At MindExpo last week, students presented their research on a variety of subjects and interests.
From the growth in the population of Asian groups in Nebraska, to the usage of mosquito screens in Zambia to the ethics of immigration, students were free to give their presentations on topics that spark their passion and interest.
Many of the fields are science or mathematics based. Art and graphic design, theatre, and philosophy, among other fields, also made appearances.
Junior Jack Wagner was the only student presenting with a background in theatre. He said he felt slightly out of place but still enjoyed participating in MindExpo.
“The being out of place actually made the experience even more fun,” Wagner said. “It was great being the only theatre exhibit at the expo because it caused people who might not normally engage with my kind of creative content to really stop and look at my work, even if it was just for a moment.”
Wagner presented his scenic design Doane's production “Ubu the King," and how his set design worked with the themes of the play.
Wagner said, although it was isolating, more theatre students should consider participating in MindExpo.
“I think more theatre students should because it’s great practice presenting our work,” Wagner said. “We regularly present and compete with our works at festivals like KCACTF and USITT, so answering challenging questions and holding comprehensive discussions about our own works are definitely skills we need to sharpen as artists, and the MindExpo is a great place to practice that.”
Senior Maddy Ten Kley’s project on mosquito screens took her out of American borders.
“I went to Africa to see whether or not a business could be created making and selling mosquito screens,” Ten Kley said. “I had been to Africa previously in between my junior and senior of high school.”
Ten Kley said her work with her professor Brad Elder was crucial to getting to work on this project.
“Brad Elder has been working with the Power of Love foundation which is an organization in Zambia that works with women who have been affected by HIV/AIDs,” Ten Kley said. “Brad created these screens that are made out of plastic bags, he saw that people were interested in these screens as a way to protect them from mosquitoes and malaria.
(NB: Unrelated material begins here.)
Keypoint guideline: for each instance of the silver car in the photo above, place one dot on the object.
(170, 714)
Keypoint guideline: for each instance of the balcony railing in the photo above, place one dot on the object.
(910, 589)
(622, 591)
He wanted to know why, if the interest was there and the knowledge on how to make these screens were there.”
Ten Kley said this was when her research became the story.
“I went to see if the surrounding community was interested in these screens and whether or not a business could be created making and selling these screens,” Ten Kley said. “I created a survey with the help of Danelle DeBoer in the Sociology department. Then, I traveled to Lusaka, Zambia and with the help of two volunteer translators, went out and conducted the surveys. The two translators read the questions to the respondents and then recorded the respondent's answers.”
Ten Kley said her research found that many survey respondents would be willing to quit their current work to create and sell these screens.
Other projects focused on issues around Nebraska. Senior Jackie Lewis’s biology presentation focused on corn growth.
“I presented a poster in my senior Biology research which was looking at how different manures, based on what the cattle were fed, affected the growth of corn plants,” Lewis said.
Lewis said she felt her presentation went very well, and those in attendance were interested in her work.
“Many of the people that stopped at my poster seemed genuinely interested in what I was saying,” Lewis said. “I had been working on this research since the beginning of the first semester and put a lot of work into the research itself, but also into the poster and into the preparation of presenting my poster, so having people interested and asking questions about what I did was exciting for me.”
Lewis said as she prepares to enter the workforce, MindExpo will be a helpful event to have participated in.
“I plan on continuing with some sort of research-based occupation, so learning how to effectively communicate science to the general public and phrasing it in ways that make it understandable and interesting for everyone is important,” said Lewis.